Plus tard ce royaume se manifestera, lorsque la splendeur des saints rayonnera, après le jugement prononcé par le Christ. De ce royaume, l’apôtre a dit : « Il remettra la royauté à Dieu le Père. » (1Co 15,24) Et lui-même en a parlé en disant : « Venez les bénis de mon Père ; recevez le royaume qui vous a été préparé dès le commencement du monde. » (Mt 25, 34) Mais les disciples et les foules qui croyaient en lui ont pensé qu’il était venu pour régner dès ce moment-là. C’était vouloir devancer son temps, qu’il cachait en lui-même pour le faire connaître et le faire éclater au bon moment, à la fin des siècles.
En un clin d’œil, le Seigneur a multiplié un peu de pain. Ce que les hommes font en dix mois de travail, ses dix doigts l’ont fait en un instant… Pourtant, ce n’est pas à sa puissance qu’il a mesuré ce miracle, mais à la faim de ceux qui étaient là. Si le miracle avait été mesuré à sa puissance, il serait impossible de l’évaluer ; mesuré à la faim de ces milliers de gens, le miracle a dépassé les douze corbeilles. Chez les artisans, la puissance est inférieure au désir des clients, ils ne peuvent pas faire tout ce qu’on leur demande ; les réalisations de Dieu, au contraire, dépassent tout désir…

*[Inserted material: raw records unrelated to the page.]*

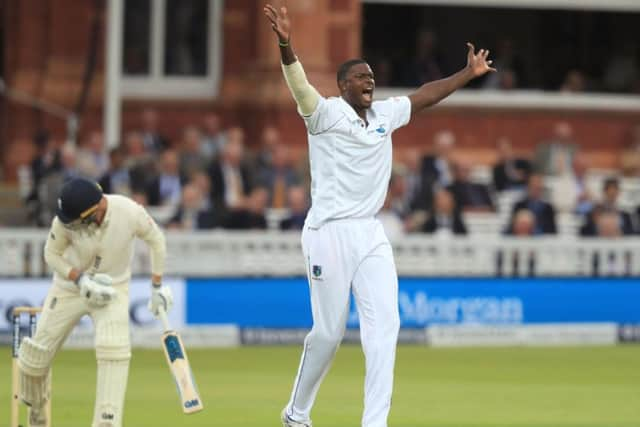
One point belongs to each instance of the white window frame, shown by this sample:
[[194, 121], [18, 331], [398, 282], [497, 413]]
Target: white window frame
[[157, 85]]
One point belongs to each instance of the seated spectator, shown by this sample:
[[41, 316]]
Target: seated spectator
[[555, 154], [230, 177], [166, 188], [252, 216], [608, 225], [469, 196], [445, 217], [524, 224], [92, 160], [436, 167], [279, 176], [203, 182], [510, 172], [153, 140], [140, 163], [570, 191], [609, 262], [522, 260], [392, 223], [50, 186], [191, 158], [47, 158], [543, 211], [630, 156], [396, 194], [609, 206], [269, 139], [414, 194], [212, 137], [426, 64], [46, 161], [117, 180], [298, 207], [193, 213]]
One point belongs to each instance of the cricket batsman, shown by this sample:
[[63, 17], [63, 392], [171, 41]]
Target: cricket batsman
[[344, 245], [89, 248]]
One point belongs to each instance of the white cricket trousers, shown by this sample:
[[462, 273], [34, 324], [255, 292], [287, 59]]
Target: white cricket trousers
[[62, 310], [344, 256]]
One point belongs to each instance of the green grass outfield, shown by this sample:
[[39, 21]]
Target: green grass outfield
[[248, 386]]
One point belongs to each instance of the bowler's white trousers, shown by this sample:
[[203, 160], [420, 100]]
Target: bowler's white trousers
[[344, 256]]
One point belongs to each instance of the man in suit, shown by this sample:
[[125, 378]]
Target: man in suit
[[252, 215], [608, 205], [194, 213], [117, 180], [230, 178], [445, 216], [543, 211], [166, 189], [436, 167], [154, 142], [510, 172], [469, 196]]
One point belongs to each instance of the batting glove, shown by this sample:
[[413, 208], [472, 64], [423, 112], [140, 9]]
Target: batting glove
[[161, 296], [97, 290]]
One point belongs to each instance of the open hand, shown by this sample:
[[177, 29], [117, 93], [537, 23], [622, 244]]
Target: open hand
[[478, 63], [279, 22]]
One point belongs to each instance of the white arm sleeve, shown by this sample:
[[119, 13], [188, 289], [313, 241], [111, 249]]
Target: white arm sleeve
[[306, 96], [148, 230], [57, 242]]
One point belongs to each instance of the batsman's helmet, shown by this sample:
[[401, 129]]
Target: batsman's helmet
[[78, 199]]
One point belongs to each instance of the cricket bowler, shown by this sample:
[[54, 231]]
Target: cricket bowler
[[89, 249], [344, 245]]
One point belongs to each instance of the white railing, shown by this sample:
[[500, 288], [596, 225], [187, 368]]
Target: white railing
[[238, 254]]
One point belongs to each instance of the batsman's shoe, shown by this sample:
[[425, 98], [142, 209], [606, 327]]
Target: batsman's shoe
[[37, 417], [288, 422]]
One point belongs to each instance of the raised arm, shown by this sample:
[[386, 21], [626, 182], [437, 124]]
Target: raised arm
[[306, 96], [431, 93]]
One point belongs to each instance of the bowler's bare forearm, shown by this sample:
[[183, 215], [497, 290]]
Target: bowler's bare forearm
[[433, 92]]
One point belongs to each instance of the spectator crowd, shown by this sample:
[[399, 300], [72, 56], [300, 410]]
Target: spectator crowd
[[209, 179]]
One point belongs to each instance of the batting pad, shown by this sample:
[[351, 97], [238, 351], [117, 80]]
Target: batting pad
[[34, 360], [112, 339], [111, 386]]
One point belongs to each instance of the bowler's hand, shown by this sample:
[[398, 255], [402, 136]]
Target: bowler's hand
[[279, 22], [478, 63]]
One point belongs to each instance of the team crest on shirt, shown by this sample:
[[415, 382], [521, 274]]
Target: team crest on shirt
[[316, 270]]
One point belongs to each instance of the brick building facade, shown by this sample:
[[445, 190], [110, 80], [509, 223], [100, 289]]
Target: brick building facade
[[47, 42]]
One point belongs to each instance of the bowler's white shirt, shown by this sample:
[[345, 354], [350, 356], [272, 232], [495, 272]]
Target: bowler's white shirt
[[350, 161]]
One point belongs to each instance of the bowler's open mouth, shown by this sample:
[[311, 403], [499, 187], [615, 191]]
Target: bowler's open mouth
[[367, 94]]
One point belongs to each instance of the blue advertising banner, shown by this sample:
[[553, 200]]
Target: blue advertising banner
[[284, 303]]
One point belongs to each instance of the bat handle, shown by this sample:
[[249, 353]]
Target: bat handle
[[162, 315]]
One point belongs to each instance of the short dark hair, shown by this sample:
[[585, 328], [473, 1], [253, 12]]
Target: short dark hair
[[344, 68], [612, 181]]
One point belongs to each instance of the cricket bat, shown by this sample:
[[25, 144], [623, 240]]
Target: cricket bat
[[180, 368]]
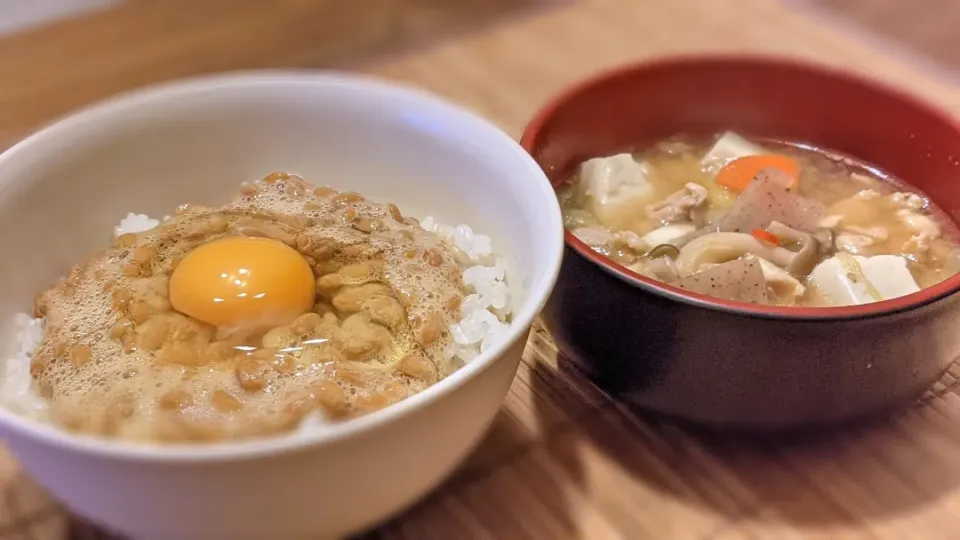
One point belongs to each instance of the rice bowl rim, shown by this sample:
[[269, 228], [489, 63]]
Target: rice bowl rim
[[103, 113]]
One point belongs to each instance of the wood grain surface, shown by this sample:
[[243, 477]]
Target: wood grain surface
[[562, 460]]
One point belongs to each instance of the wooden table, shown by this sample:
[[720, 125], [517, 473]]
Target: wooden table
[[562, 460]]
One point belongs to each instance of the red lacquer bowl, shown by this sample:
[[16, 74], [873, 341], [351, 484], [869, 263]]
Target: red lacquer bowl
[[727, 363]]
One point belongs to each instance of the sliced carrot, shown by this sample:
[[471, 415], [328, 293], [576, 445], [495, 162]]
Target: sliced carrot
[[766, 236], [738, 174]]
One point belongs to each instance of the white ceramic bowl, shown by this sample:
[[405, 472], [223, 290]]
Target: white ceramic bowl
[[64, 188]]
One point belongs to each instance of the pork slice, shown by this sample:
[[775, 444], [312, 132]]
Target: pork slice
[[768, 199], [740, 280]]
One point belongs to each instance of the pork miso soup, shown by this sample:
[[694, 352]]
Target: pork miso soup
[[760, 222]]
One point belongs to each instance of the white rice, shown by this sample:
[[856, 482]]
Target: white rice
[[485, 313]]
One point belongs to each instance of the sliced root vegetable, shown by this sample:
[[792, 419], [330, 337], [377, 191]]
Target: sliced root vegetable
[[766, 236], [738, 174]]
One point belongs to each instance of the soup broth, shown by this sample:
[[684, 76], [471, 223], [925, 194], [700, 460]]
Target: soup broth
[[760, 221]]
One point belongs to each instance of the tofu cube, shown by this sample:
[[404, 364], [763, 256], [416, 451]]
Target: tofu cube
[[841, 281], [616, 188], [729, 147]]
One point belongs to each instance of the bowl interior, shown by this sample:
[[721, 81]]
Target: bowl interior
[[64, 189], [764, 97]]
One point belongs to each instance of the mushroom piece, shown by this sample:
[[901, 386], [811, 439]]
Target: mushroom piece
[[783, 286], [804, 258], [721, 247], [718, 248]]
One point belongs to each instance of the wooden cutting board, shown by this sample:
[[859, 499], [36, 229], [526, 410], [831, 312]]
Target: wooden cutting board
[[562, 460]]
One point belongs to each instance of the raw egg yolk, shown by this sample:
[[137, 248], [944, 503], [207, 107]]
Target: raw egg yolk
[[243, 282]]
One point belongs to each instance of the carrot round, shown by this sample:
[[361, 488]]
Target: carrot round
[[738, 174], [766, 236]]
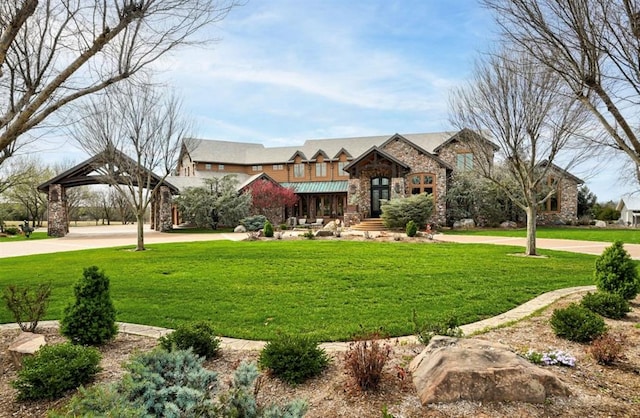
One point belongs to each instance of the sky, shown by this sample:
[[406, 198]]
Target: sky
[[283, 71]]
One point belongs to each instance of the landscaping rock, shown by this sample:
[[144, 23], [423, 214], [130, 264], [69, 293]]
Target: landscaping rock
[[26, 344], [453, 369], [464, 224]]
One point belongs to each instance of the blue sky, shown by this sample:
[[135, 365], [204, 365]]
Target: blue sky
[[288, 70]]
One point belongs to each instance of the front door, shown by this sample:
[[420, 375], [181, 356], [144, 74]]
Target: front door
[[380, 190]]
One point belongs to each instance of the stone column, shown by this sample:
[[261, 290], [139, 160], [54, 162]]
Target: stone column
[[164, 210], [57, 216]]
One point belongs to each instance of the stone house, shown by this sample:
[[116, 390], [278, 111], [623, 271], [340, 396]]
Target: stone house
[[349, 178]]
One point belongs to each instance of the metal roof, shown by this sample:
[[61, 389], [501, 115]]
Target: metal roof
[[317, 186]]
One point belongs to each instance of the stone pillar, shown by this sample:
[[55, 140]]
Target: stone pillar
[[164, 220], [57, 216]]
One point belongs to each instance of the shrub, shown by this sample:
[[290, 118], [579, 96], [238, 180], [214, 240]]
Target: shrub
[[425, 330], [55, 369], [365, 360], [616, 272], [396, 213], [254, 223], [27, 305], [293, 359], [199, 336], [91, 320], [577, 323], [609, 305], [411, 229], [268, 230], [607, 348]]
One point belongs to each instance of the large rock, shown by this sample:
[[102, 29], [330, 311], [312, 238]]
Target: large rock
[[452, 369], [26, 344]]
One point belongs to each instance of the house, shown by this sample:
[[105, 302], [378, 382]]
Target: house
[[349, 178], [629, 208]]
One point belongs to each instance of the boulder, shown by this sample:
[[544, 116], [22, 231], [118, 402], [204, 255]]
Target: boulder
[[453, 369], [26, 344], [464, 224]]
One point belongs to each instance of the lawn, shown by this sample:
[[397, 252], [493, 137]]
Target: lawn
[[630, 236], [328, 289]]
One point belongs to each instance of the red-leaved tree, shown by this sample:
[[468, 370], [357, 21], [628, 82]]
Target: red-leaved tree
[[270, 199]]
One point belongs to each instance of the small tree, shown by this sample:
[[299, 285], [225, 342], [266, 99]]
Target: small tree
[[397, 213], [616, 272], [91, 320]]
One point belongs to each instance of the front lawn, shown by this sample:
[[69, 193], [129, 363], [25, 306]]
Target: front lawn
[[325, 288], [630, 236]]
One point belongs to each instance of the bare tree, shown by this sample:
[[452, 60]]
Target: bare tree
[[136, 135], [528, 115], [55, 52], [592, 45]]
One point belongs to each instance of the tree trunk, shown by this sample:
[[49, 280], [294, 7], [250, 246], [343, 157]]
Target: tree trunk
[[140, 225], [531, 230]]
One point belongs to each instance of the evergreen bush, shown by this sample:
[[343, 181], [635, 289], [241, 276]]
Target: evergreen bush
[[55, 369], [199, 336], [577, 323], [91, 319], [411, 229], [616, 272], [609, 305], [268, 230], [293, 358]]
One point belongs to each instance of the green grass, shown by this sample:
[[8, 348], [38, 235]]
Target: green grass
[[327, 289], [630, 236]]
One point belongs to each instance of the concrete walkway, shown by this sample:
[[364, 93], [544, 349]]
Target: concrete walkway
[[113, 236]]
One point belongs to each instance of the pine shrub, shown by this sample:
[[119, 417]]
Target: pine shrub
[[293, 358], [55, 369], [199, 336], [365, 360], [268, 230], [616, 272], [91, 319], [27, 305], [609, 305], [411, 229], [577, 323]]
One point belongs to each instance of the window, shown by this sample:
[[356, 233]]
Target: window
[[464, 161], [422, 183], [321, 169]]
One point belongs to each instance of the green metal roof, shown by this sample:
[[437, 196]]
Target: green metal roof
[[318, 186]]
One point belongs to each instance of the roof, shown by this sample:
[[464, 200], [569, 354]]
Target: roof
[[318, 186], [245, 153]]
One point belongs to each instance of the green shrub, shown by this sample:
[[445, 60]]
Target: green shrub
[[199, 336], [91, 319], [268, 230], [616, 272], [254, 223], [425, 330], [55, 369], [396, 213], [577, 323], [27, 305], [609, 305], [411, 229], [293, 359]]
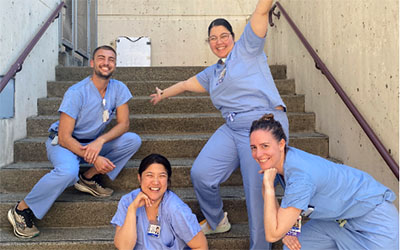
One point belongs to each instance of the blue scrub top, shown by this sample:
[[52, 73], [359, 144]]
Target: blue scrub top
[[83, 102], [247, 84], [336, 191], [178, 224]]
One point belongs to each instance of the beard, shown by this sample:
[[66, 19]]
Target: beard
[[101, 75]]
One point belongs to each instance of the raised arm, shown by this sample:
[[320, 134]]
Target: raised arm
[[277, 221], [190, 84], [259, 19]]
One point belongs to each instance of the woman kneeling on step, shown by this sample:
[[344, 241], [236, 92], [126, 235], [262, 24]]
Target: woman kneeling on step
[[152, 216], [348, 209]]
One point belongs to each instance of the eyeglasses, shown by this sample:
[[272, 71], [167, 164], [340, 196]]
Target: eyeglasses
[[223, 38]]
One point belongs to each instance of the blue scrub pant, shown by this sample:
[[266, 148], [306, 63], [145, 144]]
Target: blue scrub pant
[[378, 229], [228, 148], [66, 170]]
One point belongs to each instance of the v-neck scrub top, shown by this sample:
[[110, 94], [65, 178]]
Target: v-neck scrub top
[[178, 224], [247, 84], [84, 103]]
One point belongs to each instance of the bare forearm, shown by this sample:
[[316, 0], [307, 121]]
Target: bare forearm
[[270, 215], [126, 236], [263, 7], [259, 19], [190, 84]]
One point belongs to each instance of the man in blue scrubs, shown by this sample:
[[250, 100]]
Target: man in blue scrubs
[[85, 111]]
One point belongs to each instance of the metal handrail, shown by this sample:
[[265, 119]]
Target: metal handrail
[[325, 71], [17, 66]]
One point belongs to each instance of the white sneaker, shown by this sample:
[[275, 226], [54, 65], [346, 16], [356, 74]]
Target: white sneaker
[[223, 226]]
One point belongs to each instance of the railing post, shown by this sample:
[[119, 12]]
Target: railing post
[[357, 115], [17, 66]]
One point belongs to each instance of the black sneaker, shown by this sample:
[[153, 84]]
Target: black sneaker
[[93, 187], [22, 222]]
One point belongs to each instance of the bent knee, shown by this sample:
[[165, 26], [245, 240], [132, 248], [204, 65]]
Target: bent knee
[[67, 173]]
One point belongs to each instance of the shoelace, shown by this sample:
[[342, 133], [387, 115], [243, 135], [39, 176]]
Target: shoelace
[[97, 181], [27, 215]]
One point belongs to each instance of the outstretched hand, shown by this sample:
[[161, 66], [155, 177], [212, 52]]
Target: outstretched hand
[[156, 98]]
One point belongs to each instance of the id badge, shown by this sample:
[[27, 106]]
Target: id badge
[[106, 115], [296, 229], [154, 230]]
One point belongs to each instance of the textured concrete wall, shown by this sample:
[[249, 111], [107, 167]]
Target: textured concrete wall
[[359, 42], [178, 29], [19, 22]]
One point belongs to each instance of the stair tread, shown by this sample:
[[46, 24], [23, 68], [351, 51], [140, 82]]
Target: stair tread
[[168, 115], [188, 136], [101, 233]]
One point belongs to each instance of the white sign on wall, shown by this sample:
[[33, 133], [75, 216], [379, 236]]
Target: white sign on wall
[[133, 51]]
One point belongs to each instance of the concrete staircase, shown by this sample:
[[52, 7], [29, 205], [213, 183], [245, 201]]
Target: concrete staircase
[[177, 128]]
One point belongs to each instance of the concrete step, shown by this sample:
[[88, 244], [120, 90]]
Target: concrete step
[[178, 104], [173, 123], [101, 238], [77, 209], [22, 176], [145, 88], [148, 73], [188, 145]]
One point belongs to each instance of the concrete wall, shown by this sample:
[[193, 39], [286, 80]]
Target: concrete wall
[[178, 29], [358, 41], [19, 22]]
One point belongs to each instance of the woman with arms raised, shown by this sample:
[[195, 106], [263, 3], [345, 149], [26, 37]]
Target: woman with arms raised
[[240, 85], [152, 216], [348, 209]]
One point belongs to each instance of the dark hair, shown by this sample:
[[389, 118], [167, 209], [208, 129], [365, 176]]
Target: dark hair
[[105, 47], [221, 22], [156, 158], [268, 123]]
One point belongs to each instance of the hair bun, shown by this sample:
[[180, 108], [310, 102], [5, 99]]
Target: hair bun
[[267, 117]]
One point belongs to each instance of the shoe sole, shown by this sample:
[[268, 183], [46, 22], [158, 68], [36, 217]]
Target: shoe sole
[[85, 189], [11, 219]]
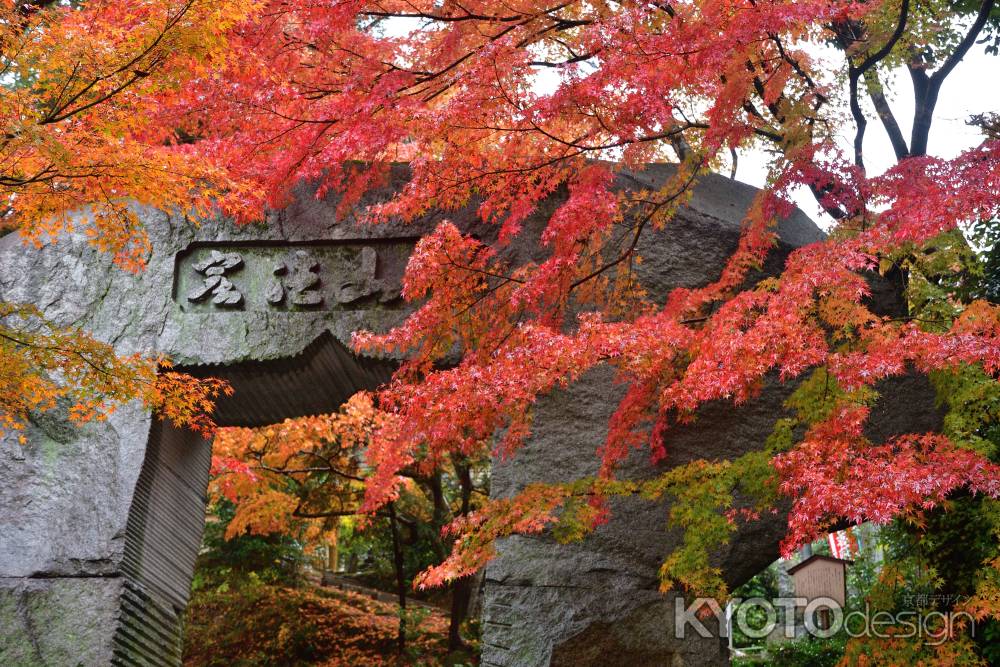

Rassasiés au désert comme jadis les Israélites à la prière de Moïse, ils se sont écriés : « Celui-ci est le prophète dont il est dit qu’il viendra dans le monde. » Ils faisaient allusion aux paroles de Moïse : « Le Seigneur vous suscitera un prophète », non pas n’importe lequel, mais « un prophète comme moi » (Dt 18, 15), qui vous rassasiera de pain dans le désert. Comme moi il a marché sur la mer, il est apparu dans la nuée lumineuse (Mt 17, 5), il a libéré son peuple. Il a remis Marie à Jean, comme Moïse a remis son troupeau à Josué… Mais le pain de Moïse n’était pas parfait ; il a été donné seulement aux Israélites. Voulant signifier que son don est supérieur à celui de Moïse et l’appel des nations encore plus parfait, notre Seigneur a dit : « Quiconque mangera de mon pain vivra éternellement », car « le pain de Dieu est descendu des cieux » et il est donné au monde entier (Jn 6, 51).